Once that's done, your mobile device can authorize to your server, but it still needs to know where to go to find your calendar data. Different apps may use different notation, but MGit uses plain old Git-over-SSH. That means if you're using a non-standard SSH port, you must specify the SSH port to use:
$ git clone ssh://email@example.com:22122//home/seth/git/cal.git
If you use a different app, it may use a different syntax that allows you to provide a port in a special field or drop the ssh:// prefix. Refer to the app documentation if you experience issues.
Clone the repository to your phone.
Few Git apps are set to automatically update the repository. There are a few apps you can use to automate pulls, or you can set up Git hooks to push updates from your server—but I won't get into that here. For now, after you make an update to your calendar, be sure to pull new changes manually in MGit (or if you change events on your phone, push the changes to your server).
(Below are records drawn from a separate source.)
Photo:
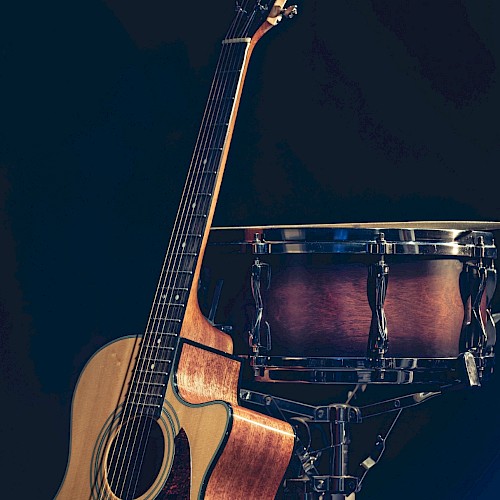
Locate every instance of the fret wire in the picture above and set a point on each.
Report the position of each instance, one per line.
(200, 196)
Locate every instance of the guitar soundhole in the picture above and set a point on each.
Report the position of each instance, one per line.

There are a few different apps that provide frontends for Org mode on a mobile device. Orgzly is a great open source Android app that provides an interface for Org mode's greatest features, from the Agenda mode to the TODO lists. Install and launch it.
From the Main menu, choose Setting Sync Repositories and select the directory containing your calendar files (i.e., the Git repository you cloned from your server).
Give Orgzly a moment to import the data, then use Orgzly's hamburger menu to select the Agenda view.
In Orgzly's Settings Reminders menu, you can choose which event types trigger a notification on your phone. You can get notifications for SCHEDULED tasks, DEADLINE tasks, or anything with an event time assigned to it. If you use your phone as your taskmaster, you'll never miss an event with Org mode and Orgzly.
Orgzly isn't just a parser. You can edit and update events, and even mark events DONE.
Designed for and by you
The important thing to understand about using Org mode and Git is that both applications are highly flexible, and it's expected that you'll customize how and what they do so they will adapt to your needs. If something in this article is an affront to how you organize your life or manage your weekly schedule, but you like other parts of what this proposal offers, then throw out the part you don't like. You can use Org mode in Emacs if you want, or you can just use it as calendar markup. You can set your phone to pull Git data right off your computer at the end of the day instead of a server on the internet, or you can configure your computer to sync calendars whenever your phone is plugged in, or you can manage it daily as you load up your phone with all the stuff you need for the workday. It's up to you, and that's the most significant thing about Git, about Org mode, and about open source.